Ausgangspunkt ist die humanistische Schrift Anita Regular. Durch Slider kann der Font so verändert werden, dass die einzelnen Buchstaben bestmöglich voneinander unterschieden werden können.
Foto: Fabian Draxl

Bessere Lesbarkeit für alle

Doch hier endete der Designprozess noch nicht. Draxl fand nämlich heraus, dass die Schrift selbst gar nicht am wichtigsten ist: "Zentral sind der Rhythmus und die Wort- und Buchstabenabstände", erklärt er im STANDARD-Gespräch. Bei der erstmaligen Verwendung von Anita.cares wird man deshalb durch eine Art Assessment geführt, mit dem das Programm die eigenen Leseschwierigkeiten und Vorlieben feststellen soll, um anschließend das bestmögliche Leseerlebnis zu ermöglichen: "Nach diesen Ermittlungen hat man die Möglichkeit, die einzelnen Parameter nochmal feinzujustieren, dabei ist dank kurzer Animationen auch zu sehen, wie die Einstellungen die Schrift verändern."
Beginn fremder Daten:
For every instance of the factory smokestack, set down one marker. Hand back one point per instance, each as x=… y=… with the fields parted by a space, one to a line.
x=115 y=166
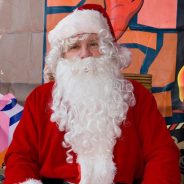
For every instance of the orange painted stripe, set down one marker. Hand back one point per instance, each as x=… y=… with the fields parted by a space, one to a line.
x=62 y=3
x=139 y=37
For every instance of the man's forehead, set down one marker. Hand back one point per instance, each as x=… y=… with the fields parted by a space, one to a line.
x=90 y=36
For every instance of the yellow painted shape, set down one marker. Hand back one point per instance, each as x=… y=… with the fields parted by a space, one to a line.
x=164 y=66
x=164 y=103
x=181 y=84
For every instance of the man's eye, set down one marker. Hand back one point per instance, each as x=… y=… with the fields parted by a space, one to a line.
x=74 y=47
x=94 y=44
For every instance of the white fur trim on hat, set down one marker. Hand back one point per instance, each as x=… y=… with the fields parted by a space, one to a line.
x=78 y=22
x=31 y=181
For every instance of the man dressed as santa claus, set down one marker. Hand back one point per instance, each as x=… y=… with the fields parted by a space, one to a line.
x=90 y=126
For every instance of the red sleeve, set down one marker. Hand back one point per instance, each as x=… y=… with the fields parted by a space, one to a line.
x=160 y=152
x=21 y=159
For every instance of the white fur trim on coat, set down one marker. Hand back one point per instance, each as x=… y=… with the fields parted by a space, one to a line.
x=78 y=22
x=31 y=181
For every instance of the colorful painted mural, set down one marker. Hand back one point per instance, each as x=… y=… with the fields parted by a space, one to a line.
x=152 y=30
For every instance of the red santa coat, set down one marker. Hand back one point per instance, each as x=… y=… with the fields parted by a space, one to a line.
x=145 y=152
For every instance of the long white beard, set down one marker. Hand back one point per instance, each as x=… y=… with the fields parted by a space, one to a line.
x=90 y=102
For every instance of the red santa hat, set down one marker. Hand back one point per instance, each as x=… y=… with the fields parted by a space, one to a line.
x=89 y=18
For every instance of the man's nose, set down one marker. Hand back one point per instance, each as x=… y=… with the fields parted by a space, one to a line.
x=85 y=52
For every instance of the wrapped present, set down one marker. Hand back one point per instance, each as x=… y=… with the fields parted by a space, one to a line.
x=10 y=114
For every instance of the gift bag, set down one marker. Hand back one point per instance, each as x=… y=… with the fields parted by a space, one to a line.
x=10 y=114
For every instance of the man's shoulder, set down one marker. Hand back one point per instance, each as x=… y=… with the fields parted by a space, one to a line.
x=42 y=91
x=45 y=87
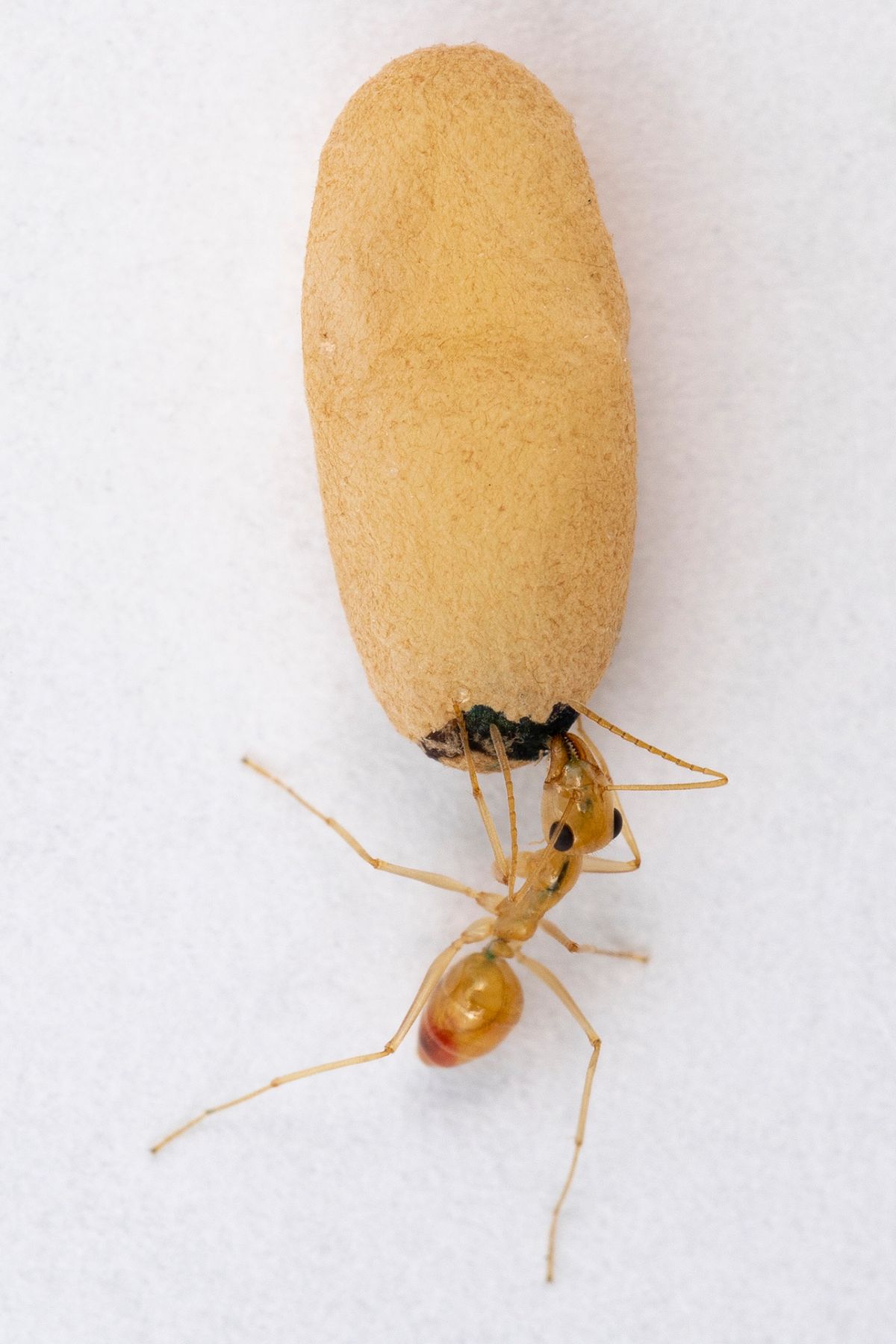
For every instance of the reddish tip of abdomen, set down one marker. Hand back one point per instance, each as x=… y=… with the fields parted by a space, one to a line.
x=435 y=1048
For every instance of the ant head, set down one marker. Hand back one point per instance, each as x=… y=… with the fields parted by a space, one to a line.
x=576 y=806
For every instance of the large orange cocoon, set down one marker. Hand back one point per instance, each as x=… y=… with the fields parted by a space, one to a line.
x=465 y=334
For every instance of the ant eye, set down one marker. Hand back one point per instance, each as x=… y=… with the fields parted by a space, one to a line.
x=563 y=840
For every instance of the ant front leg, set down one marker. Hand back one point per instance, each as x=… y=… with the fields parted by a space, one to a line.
x=430 y=880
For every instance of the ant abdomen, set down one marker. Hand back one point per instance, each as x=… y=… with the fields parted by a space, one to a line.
x=470 y=1011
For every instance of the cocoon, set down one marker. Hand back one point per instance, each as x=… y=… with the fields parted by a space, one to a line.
x=465 y=331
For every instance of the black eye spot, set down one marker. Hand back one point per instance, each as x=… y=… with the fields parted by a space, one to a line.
x=563 y=840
Im Gespräch beruft sich Draxl unter anderem auf die Forschung der Designerin und Universitätsprofessorin Ann Bessemans, die sich auf wissenschaftlicher Ebene mit der besseren Lesbarkeit von Texten auseinandersetzt. An der belgischen Hasselt-Universität und der PXL-MAD (Media, Arts, Design) leitet sie das Forschungslabor READSEARCH. Wie Bessemans gegenüber dem STANDARD erklärt, sei das Ziel ihres Teams, praktische und typografische Lesbarkeitsstudien mit einem neuen konzeptionellen Rahmen bezüglich der Designforschung zu entwickeln.

Auch sie ist der Ansicht, dass nicht nur die Schriftart selbst für die Lesbarkeit eines Texts verantwortlich sei. Es gehe ebenso um "das Layout oder wie wir während verschiedener Arten des Lesens navigieren oder uns verbessern können". Außerdem sei es essenziell wichtig, dass die Schrift korrekt gesetzt ist. Ansonsten könnte selbst der bestlesbare Font absolut unlesbar werden – und umgekehrt.
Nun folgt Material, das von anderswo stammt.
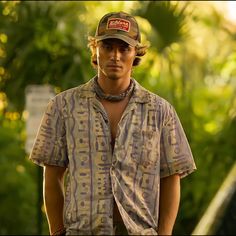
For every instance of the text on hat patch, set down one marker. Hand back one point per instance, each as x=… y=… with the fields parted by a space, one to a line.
x=118 y=24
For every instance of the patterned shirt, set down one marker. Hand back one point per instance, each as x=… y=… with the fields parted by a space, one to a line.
x=150 y=144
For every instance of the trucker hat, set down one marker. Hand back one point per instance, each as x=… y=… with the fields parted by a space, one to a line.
x=119 y=25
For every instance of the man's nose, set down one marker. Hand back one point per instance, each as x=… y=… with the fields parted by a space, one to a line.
x=115 y=54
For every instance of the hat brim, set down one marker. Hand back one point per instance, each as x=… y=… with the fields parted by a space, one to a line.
x=124 y=38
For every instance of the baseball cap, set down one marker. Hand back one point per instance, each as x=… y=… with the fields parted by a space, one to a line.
x=119 y=25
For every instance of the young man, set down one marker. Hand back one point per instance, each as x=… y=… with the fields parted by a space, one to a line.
x=121 y=147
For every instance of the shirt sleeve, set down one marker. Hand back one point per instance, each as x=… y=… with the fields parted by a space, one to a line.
x=50 y=146
x=175 y=153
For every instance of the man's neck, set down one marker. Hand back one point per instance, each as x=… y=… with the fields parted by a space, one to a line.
x=113 y=86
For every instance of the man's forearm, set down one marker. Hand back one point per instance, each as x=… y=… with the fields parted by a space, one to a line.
x=169 y=204
x=54 y=198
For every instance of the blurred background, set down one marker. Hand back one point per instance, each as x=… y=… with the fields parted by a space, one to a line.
x=191 y=62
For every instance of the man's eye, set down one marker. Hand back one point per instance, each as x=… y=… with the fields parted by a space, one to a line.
x=125 y=49
x=107 y=46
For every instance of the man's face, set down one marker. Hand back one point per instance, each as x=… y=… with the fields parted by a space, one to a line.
x=115 y=59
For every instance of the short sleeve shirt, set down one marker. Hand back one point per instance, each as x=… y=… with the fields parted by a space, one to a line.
x=150 y=144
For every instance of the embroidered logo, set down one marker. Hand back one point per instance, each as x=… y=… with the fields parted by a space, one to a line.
x=118 y=24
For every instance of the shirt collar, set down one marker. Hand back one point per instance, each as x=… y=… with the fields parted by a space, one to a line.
x=140 y=94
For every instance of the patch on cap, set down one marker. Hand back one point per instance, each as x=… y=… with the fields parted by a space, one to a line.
x=118 y=24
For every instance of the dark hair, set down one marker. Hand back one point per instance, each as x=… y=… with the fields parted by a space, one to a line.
x=92 y=44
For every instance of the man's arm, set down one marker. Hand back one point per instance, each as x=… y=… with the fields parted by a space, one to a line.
x=53 y=187
x=169 y=203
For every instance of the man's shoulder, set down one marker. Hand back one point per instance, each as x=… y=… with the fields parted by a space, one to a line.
x=82 y=90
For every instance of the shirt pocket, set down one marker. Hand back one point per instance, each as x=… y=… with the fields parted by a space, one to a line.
x=145 y=149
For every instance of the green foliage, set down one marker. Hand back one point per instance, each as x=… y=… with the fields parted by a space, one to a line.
x=45 y=47
x=17 y=189
x=46 y=43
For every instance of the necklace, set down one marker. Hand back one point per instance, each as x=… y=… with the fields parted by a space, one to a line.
x=113 y=98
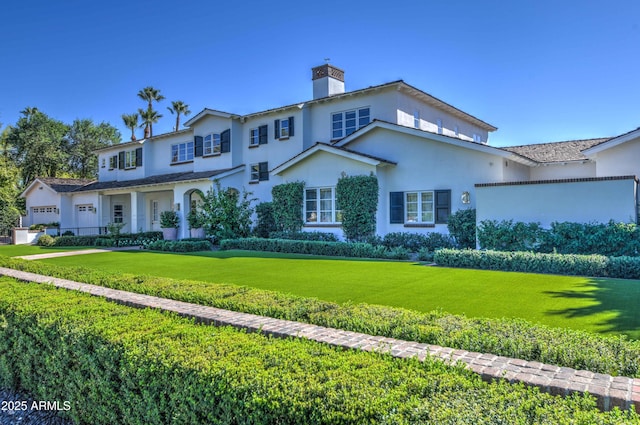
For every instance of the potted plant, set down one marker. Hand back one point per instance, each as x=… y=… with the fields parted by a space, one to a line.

Gutes Design für Kinder mit Sehschwäche

Konkrete Forschungsprojekte Bessemans inkludieren unter anderem eine Designstudie für ihre Doktorarbeit, deren Ergebnisse Kindern mit Sehschwäche helfen sollten. Dabei versuchte sie, typografische Gestaltungsparameter auszuwählen, die sie – ähnlich zu Draxl – hauptsächlich wissenschaftlicher Literatur entnahm. Wichtig war ihr dabei, die Waage zwischen der wissenschaftlichen Datengrundlage und gutem Design zu halten:

"Die Kinder wurden mit einem immer unterschiedlichen Wort konfrontiert, das kurz auf dem Bildschirm angezeigt wurde und das sie nach einer bestimmten Zeit wieder erneut abrufen mussten. Außerdem wurden sie nach ihrer Meinung gefragt. Sie sollten die Schriftarten bewerten, und sagen, welche sie gut oder schlecht lesbar finden." Für sie als Designerin sei es nämlich ebenso wichtig, das Publikum mit an Bord zu holen. Teil der Readsearch-Philosophie ist es deshalb, jede einzelne Meinung in den Entwicklungsprozess miteinzubeziehen.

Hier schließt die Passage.